お笑いコンビ・トンツカタンの森本晋太郎さんがTV LIFEで連載中のコラム「トンツカタン・森本晋太郎のネクストブレイク紀行」。「今年売れる」と言われ続ける中での出来事や本音が綴られた“飛躍を夢見る芸人の備忘録”をwebでも公開します。今回は、あぁ~しらきさんの『あぁ~しら喜劇』に参加した話。(TVLIFE 2024年11月27日発売号より転載)
近くで見ても遠くで見ても、しら喜劇
先日、あぁ~しらきさんが座長を務める『あぁ~しら喜劇』に劇団員として参加させていただいた。しらきさんを中心に巻き起こるドタバタ劇を2日間3公演やらせてもらえたのはとても新鮮な経験で、観ていただいた皆さまにも普段のお笑いライブとは違う満足感を提供することができたかなと思う。
メンバーは旧知の芸人だらけな上に、座長がしらきさんということで稽古からずっと朗らかでアットホームな空気感に包まれていた。それが舞台上からも漂っていたのかどの公演もお客さんがとても暖かく、特にしらきさんが登場してからはこの人が愛おしくてたまらない客席の想いが会場全体に満ちていたように感じる。もはやジャンルでいったら縁起物なのかもしれない。そうなってしまったら人としても芸人としても無敵で、しらきさんがセリフを噛んだりつまずいたりしても全てが爆笑に変わっていった。当の本人はまるで間違えてないかのような顔をして逃げ切ろうとしているのもまた愛くるしい。
そんな座長がいるもんだから本番では当たり前のようにハプニングが連発していたのだが、その中でも特段インパクトのある事件が初日に起きた。

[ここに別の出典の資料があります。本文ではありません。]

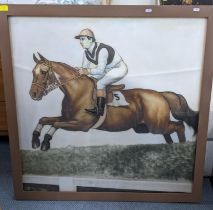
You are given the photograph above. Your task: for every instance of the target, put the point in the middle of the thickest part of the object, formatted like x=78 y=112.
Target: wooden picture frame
x=12 y=48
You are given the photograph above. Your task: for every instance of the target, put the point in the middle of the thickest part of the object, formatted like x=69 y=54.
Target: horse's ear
x=35 y=59
x=42 y=57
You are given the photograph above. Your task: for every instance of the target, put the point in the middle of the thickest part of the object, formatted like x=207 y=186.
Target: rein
x=54 y=83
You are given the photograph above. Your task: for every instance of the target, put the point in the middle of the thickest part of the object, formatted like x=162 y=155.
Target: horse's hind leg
x=177 y=127
x=141 y=128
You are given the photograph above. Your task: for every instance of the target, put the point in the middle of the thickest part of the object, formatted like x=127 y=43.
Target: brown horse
x=148 y=110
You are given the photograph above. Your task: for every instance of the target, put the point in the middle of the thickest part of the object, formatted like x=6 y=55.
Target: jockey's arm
x=85 y=62
x=99 y=70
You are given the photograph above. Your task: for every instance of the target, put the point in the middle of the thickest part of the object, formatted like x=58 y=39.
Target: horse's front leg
x=36 y=133
x=69 y=125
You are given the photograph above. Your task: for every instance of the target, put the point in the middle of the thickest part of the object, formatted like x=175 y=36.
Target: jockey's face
x=86 y=42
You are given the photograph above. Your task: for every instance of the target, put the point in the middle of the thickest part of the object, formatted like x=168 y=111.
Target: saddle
x=110 y=89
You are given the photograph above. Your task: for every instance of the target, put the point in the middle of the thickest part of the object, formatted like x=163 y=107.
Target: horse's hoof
x=45 y=145
x=35 y=143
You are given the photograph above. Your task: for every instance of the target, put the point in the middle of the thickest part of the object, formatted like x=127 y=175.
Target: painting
x=186 y=2
x=66 y=2
x=104 y=112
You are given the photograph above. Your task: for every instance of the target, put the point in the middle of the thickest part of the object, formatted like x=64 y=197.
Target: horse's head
x=43 y=78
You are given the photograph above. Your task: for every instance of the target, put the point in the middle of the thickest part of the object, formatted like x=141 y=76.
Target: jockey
x=101 y=62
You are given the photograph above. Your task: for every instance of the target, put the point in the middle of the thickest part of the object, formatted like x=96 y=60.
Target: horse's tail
x=181 y=110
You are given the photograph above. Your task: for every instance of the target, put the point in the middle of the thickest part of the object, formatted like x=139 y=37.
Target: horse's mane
x=68 y=67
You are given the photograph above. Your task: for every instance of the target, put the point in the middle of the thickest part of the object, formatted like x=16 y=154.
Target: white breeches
x=113 y=75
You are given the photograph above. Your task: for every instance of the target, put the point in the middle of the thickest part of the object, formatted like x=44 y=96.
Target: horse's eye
x=43 y=72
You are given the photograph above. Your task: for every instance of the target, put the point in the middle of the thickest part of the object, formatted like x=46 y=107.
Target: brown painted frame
x=114 y=12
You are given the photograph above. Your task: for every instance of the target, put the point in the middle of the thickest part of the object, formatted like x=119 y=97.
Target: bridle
x=51 y=80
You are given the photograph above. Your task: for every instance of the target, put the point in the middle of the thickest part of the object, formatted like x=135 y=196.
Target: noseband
x=51 y=80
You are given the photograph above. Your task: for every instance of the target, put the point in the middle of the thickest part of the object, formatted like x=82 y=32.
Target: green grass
x=160 y=161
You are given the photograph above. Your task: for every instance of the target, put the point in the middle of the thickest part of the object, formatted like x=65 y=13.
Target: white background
x=162 y=54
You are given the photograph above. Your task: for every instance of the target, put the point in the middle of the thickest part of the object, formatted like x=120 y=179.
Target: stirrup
x=93 y=111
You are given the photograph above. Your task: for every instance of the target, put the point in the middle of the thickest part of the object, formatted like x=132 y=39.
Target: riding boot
x=99 y=109
x=101 y=101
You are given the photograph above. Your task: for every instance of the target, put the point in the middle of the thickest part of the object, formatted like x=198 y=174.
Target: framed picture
x=66 y=2
x=107 y=113
x=185 y=2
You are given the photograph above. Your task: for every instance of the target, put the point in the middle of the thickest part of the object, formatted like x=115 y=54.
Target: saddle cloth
x=118 y=100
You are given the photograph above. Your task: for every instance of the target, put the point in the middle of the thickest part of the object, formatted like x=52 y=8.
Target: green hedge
x=161 y=161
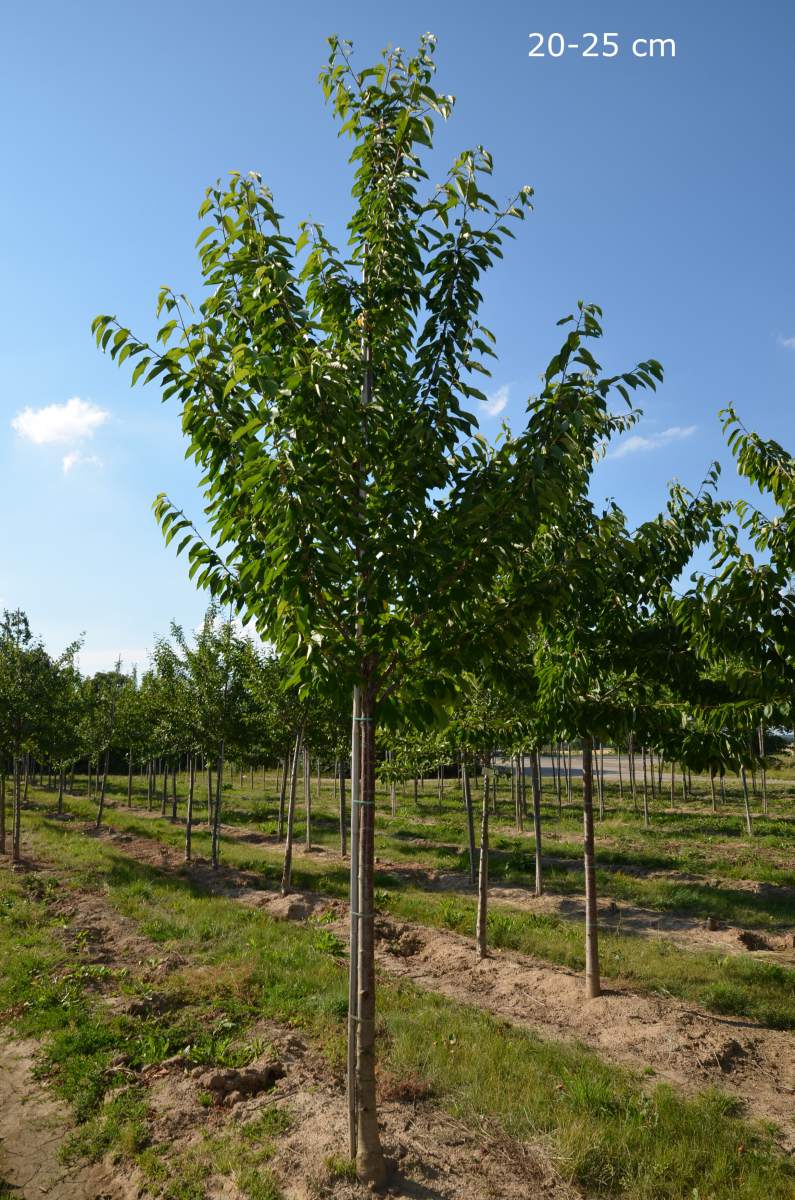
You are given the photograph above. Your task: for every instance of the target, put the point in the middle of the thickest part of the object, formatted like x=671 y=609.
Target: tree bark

物語の序盤で地面に横たわるしらきさんに僕が声をかけて起こすシーンがあったのだが、しらきさんが立ち上がると同時に突然一匹の蛾が目の前に現れた。そんなはずないけど、まるでしらきさんから生み出されたような奇跡のタイミングだった。どっからどう見たって想定外の状況にお客さんも笑ってはくれているが、それもきっと長くは続かない。いつまでも飛び回られたらさすがに気が散ってせっかくの初回公演が台無しになってしまう。なかなかのピンチをどう対処しようか頭をフル回転させていると、その蛾がゆっくりと演者の雨宮萌果さんが着けていたエプロンに止まったのだ。その瞬間、しらきさんが両手で蛾を優しくゆっくりと包み込んでそのまま舞台からハケていき、もう戻ってこられないようドアを一枚隔てたところに逃してから帰ってきたのである。あまりにもスマートな対応に会場は揺んばかりの大盛り上がり。僕がピンチだと思っていたことなんて、座長からしたらどうってことなかった。
終演後のカーテンコールではもちろんその話題になり、座長にどういう思いだったのか伺うと、「無駄な殺生はしたくない」とだけコメントしていた。カーテンコール史上初の文言ではないだろうか。
スターというのはどんな場所にいても勝手に輝いてしまうものだと聞いたことがある。あぁ~しらきさんはそれにピッタリ当てはまる気がする。
我を出そうとしなくても蛾が出てくるんだもの。
森本晋太郎
●もりもと・しんたろう…1990年1月9日生まれ、東京都出身。お笑いトリオ「トンツカタン」のツッコミ担当。プロダクション人力舎のお笑い養成所・スクールJCA21期を経て、現在はテレビやラジオで活躍中。趣味でもあるツッコミに特化したYouTubeチャンネル「タイマン森本」も好評。